The eel intestine represents a good physiological model for studying cell volume regulation in epithelia. When exposed to hypertonicity it responds with a Regulatory Volume Increase sustained by the stimulation of the Na+-K+-2Cl- cotransporter. This response requires the integrity of the cytoskeleton and is dependent on myosin-driven mechanisms (Lionetto et al., Cell Physiol Biochem, 12: 163–178, 2002).

The aim of the present work was to study the immunolocalization of Na+-K+-2Cl- both in isotonic or hypertonic conditions in order understand the mechanisms of its hypertonicity induced stimulation.

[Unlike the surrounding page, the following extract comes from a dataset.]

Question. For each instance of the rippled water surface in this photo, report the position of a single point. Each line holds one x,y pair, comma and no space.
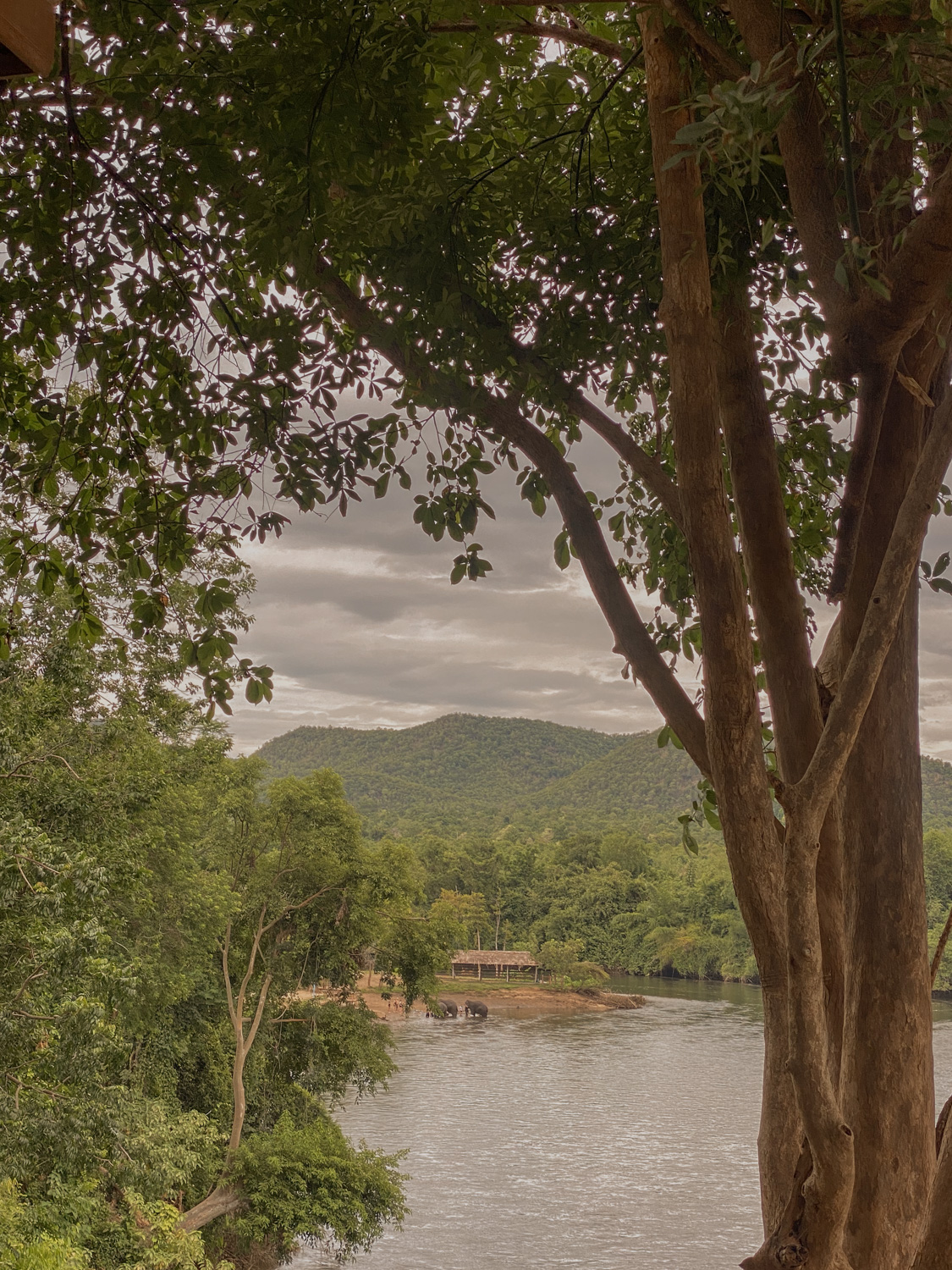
606,1140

The localization of the contransporter on the brush border was demonstrated by confocal immunofluorescence microscopy. When the tissue was exposed to hypertonic stress, some changes were observed in the fluorescence intensity profile of the brush border. The intensity of the peak of fluorescence was increased and its localization varied along the brush border thickness moving toward the luminal side. This result suggests the possible recruitment of Na+-K+-2Cl- on the luminal membrane from a sub-apical storage pool. This hypertonicity induced response was sensitive to beblistatin, specific myosin II inhibitor, and EHNA, specific dynein inhibitor.

In conclusion, results are consistent with the recruitment of Na+-K+-2Cl- on the luminal membrane following hypertonic stress and suggest a key role of vesicular transport in the activation of cell volume regulation mechanisms.